Resmi aile tarihlerinin aldatmacasında, ‘el aleme, rezil olmayalım’la , sözlü, fiziksel, şiddet suskunlukla, aldatma da, ‘tapusu, sende’ avutulmasıyla geçiştirilirken, zoraki dinginliği, fırtınaya dönüştürecek, iliştirilmişliğe karşı çıkış, ‘nereye giderim, ne yaparım’ sorusunun, cevabı ‘hiçbir, şeyin’ rahatlatacağı ruh halinde, ‘kader, böyle imiş’in kabullenilmesiyle, dünya evindeki sırlar, kilitlenen düşünceler, geri dönüşüm kutusunda bekletilecek, ilişkiler, “saygın aile” kurgusunda, update edilmeden sürdürülecekti.

Serbest piyasanın, düşünüyorumun, ikamesi tüketiyorum, öyleyse, varımın, sadık müşterileri, arka sayfaların vazgeçilmez cinsel objeleri, daima gözetlenecekleri, ev, iş, dizilerin arasına sıkışan yaşamlarında, reklamların, magazin programlarının çekiciliğinde, istenen güzel, hoş, bakımlı görünmenin yolunu; detoks, diyetler, kremler, makyaj…. eşliğinde vücuduna ihtimamı aksatmamada görecek, her eve lazım Irvın D.YALOM arayışında, ulaşamayacakları özentileri, sevgiyi, sanal dünya da yaşayacaklardı.

Daha, kendilerini tanıyamamış, küreselleşmenin ardında, Desperate Housewives’dakilerin umutsuzluklarına gülümserken, dünyanın en ciddi, zevkli işi, çocuk yetiştirmeyi de, klasik meşhur replik ‘bir gün, anne olduğunuzda anlarsınız, dilerim,yaptıklarınızı, sizinkiler de….’ sızlanmasında, ömür törpülemekle bağdaştıracaklardı.

Yaşadıklarının rehberliğinde, çocuklarına ilk genetik bilgi yi ‘büyüdükçe, dayına, halana, benziyorsun’la, verecek, koruma güdüsüyle, kızlarına , ‘yemek yapmayı, temizliği de bileceksin’, atalarımız ne demiş ‘anasına bak kızını …..’ yineleyeceklerdi.
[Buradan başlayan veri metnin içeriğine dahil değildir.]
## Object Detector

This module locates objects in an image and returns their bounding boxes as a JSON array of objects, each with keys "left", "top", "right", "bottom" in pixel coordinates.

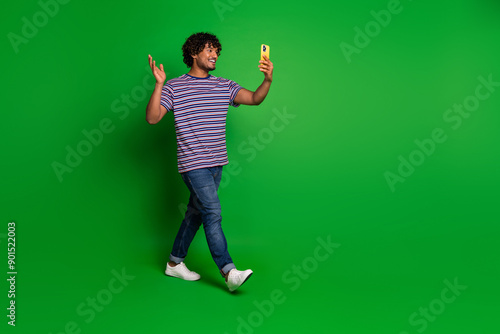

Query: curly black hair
[{"left": 182, "top": 32, "right": 222, "bottom": 67}]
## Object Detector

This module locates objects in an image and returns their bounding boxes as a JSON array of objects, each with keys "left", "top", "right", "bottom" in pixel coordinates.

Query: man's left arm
[{"left": 234, "top": 56, "right": 273, "bottom": 105}]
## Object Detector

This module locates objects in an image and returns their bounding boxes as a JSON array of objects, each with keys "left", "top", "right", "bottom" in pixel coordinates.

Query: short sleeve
[
  {"left": 160, "top": 83, "right": 174, "bottom": 110},
  {"left": 228, "top": 80, "right": 243, "bottom": 107}
]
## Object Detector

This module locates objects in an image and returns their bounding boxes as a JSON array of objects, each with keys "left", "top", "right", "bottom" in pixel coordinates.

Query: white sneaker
[
  {"left": 226, "top": 269, "right": 253, "bottom": 292},
  {"left": 165, "top": 262, "right": 200, "bottom": 281}
]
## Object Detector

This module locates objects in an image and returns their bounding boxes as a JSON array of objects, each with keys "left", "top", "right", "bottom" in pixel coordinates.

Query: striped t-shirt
[{"left": 161, "top": 74, "right": 241, "bottom": 173}]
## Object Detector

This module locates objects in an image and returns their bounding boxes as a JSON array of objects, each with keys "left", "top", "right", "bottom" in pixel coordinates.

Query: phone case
[{"left": 260, "top": 44, "right": 271, "bottom": 60}]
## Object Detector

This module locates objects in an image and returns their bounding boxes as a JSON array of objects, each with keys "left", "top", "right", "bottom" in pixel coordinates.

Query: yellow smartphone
[{"left": 260, "top": 44, "right": 271, "bottom": 60}]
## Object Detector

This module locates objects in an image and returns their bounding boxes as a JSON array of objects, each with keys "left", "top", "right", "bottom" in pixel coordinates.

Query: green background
[{"left": 0, "top": 0, "right": 500, "bottom": 334}]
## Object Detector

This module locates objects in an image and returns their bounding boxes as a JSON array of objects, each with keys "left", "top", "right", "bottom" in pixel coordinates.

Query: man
[{"left": 146, "top": 33, "right": 273, "bottom": 291}]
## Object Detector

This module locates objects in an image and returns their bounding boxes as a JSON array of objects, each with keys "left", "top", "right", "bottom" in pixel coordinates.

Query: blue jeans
[{"left": 170, "top": 166, "right": 235, "bottom": 275}]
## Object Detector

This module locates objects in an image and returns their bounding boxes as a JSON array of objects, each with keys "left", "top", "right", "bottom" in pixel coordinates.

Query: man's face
[{"left": 193, "top": 43, "right": 219, "bottom": 72}]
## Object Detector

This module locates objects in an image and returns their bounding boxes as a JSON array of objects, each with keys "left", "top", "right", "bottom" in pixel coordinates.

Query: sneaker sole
[{"left": 229, "top": 272, "right": 253, "bottom": 292}]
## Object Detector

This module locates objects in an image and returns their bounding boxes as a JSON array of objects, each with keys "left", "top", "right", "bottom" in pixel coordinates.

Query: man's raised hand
[{"left": 148, "top": 55, "right": 167, "bottom": 86}]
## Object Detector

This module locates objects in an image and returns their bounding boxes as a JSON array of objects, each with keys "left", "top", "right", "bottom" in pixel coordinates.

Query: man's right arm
[{"left": 146, "top": 55, "right": 167, "bottom": 124}]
Her zamanki gibi, öldürücü darbe, problemin kaynağı erkek atalardan geldiğinden, çocuklarının, ufku genişleten ‘anneler, çocuklarının aklından tutacakları, yerde ellerinden tutarlar’ deyimini, tercih hakları da olmayacaktı.

Yazgılarına eklendikleri, vericiliğinde, durmaksınız didinen annelerinin, babanın gücünü kullanacağı, ‘of, anne’nin nedeni ‘hayır’lı kısıtlamalarının, ‘o, erkek, yapar”la, erkek çocuklarını kollamalarının, çektiklerinin kabahatini yükledikleri ‘gün yüzü, göstermediniz’ serzenişlerin ardından, söyleyecekleri ‘bahtın, bana benzemesin’de ki, çaresizlik, onca bilimsel araştırmanın, tahlilin kalınlığında, ancak, özgür kadınların çocukları, özgür olabilir gerçeğinin basitçe ifadesidir.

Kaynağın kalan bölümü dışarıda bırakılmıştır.